Plant Turnips for Winter Grazing

Beef Cattle September 23, 2014|Print

 


Extending your grazing season into fall and winter often pays big dividends. Turnips provide good grazing beginning in October and often last into the new year. Turnips are cheap to plant. Seed can cost less than five dollars per acre now is the time to plant turnips for fall grazing.

Seedbed preparation and planting can be done several ways. Some turnip growers work soil like a fully prepared alfalfa seedbed. Others heavily disk their ground, but leave it fairly rough. A few growers spray Roundup or Gramoxone on wheat or oat stubble to kill weeds and then plant no-till.

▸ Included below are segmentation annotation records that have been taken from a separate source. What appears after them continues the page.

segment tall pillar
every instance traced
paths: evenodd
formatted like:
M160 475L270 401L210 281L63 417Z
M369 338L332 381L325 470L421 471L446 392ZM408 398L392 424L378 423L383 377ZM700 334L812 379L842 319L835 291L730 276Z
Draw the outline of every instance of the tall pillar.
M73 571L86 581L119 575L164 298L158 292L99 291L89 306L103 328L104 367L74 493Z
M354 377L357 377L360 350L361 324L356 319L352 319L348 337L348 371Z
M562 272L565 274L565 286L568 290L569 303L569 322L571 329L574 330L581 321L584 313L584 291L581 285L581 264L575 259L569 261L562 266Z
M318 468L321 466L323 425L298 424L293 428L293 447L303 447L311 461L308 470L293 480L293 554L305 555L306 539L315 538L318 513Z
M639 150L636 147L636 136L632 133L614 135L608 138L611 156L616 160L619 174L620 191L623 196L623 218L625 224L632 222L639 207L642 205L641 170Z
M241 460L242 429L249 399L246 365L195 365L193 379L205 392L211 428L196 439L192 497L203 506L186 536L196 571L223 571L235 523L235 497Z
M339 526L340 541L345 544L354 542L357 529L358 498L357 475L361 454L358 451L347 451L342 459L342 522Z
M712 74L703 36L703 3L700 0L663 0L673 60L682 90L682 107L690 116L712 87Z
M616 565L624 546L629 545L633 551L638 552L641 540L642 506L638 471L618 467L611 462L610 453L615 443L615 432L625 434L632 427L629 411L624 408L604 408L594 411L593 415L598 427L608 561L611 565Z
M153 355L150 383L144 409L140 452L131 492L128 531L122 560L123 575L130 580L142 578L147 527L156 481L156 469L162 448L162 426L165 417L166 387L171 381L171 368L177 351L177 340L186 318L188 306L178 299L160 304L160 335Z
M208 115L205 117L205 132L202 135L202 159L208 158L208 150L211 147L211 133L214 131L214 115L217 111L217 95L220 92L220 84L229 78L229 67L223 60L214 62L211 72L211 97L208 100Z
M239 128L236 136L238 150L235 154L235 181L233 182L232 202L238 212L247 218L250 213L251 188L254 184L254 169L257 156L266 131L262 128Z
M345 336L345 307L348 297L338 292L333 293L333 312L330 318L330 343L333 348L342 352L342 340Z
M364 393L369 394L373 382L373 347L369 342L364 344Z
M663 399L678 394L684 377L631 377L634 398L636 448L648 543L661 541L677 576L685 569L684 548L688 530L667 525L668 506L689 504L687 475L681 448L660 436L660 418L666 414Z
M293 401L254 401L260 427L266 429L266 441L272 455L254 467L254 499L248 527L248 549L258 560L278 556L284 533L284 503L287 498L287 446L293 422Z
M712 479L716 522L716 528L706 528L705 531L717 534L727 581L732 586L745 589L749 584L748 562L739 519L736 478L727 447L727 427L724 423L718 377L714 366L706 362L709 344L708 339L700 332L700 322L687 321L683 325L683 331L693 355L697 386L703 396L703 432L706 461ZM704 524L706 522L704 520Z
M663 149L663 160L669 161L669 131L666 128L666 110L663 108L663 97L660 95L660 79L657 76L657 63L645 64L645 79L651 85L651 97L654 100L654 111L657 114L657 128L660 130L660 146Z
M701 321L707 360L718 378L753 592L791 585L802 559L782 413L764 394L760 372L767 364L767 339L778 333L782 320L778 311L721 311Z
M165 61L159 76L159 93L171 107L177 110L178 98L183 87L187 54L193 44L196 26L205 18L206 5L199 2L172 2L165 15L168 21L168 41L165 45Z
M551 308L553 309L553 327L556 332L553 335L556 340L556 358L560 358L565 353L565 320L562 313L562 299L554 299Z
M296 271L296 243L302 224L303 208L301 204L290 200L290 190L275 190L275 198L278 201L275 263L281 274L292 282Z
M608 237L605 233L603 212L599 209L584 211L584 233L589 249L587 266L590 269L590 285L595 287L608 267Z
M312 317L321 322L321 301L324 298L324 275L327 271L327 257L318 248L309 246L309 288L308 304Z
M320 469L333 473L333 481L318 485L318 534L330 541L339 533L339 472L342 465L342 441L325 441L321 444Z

Whatever method you choose, good early weed control is essential. Turnips do poorly if weeds get ahead of them, but once started, turnips compete very well. Since no herbicides are labeled for turnips, weeds must be controlled either by tillage or by using contact herbicides like Roundup or Gramoxone before planting. Then plant quickly to get the turnips off and running.

Plant only 1 to 3 pounds of turnip seed per acre. Turnip seed is very small, so barely cover it. If you drill your seed, just scratch the surface with your openers. Broadcasting works well for many growers, especially onto rough seedbeds where rainfall washes soil onto the seeds for soil coverage.

Then wait. With a few timely rains you will have excellent green feed for October, November, and December.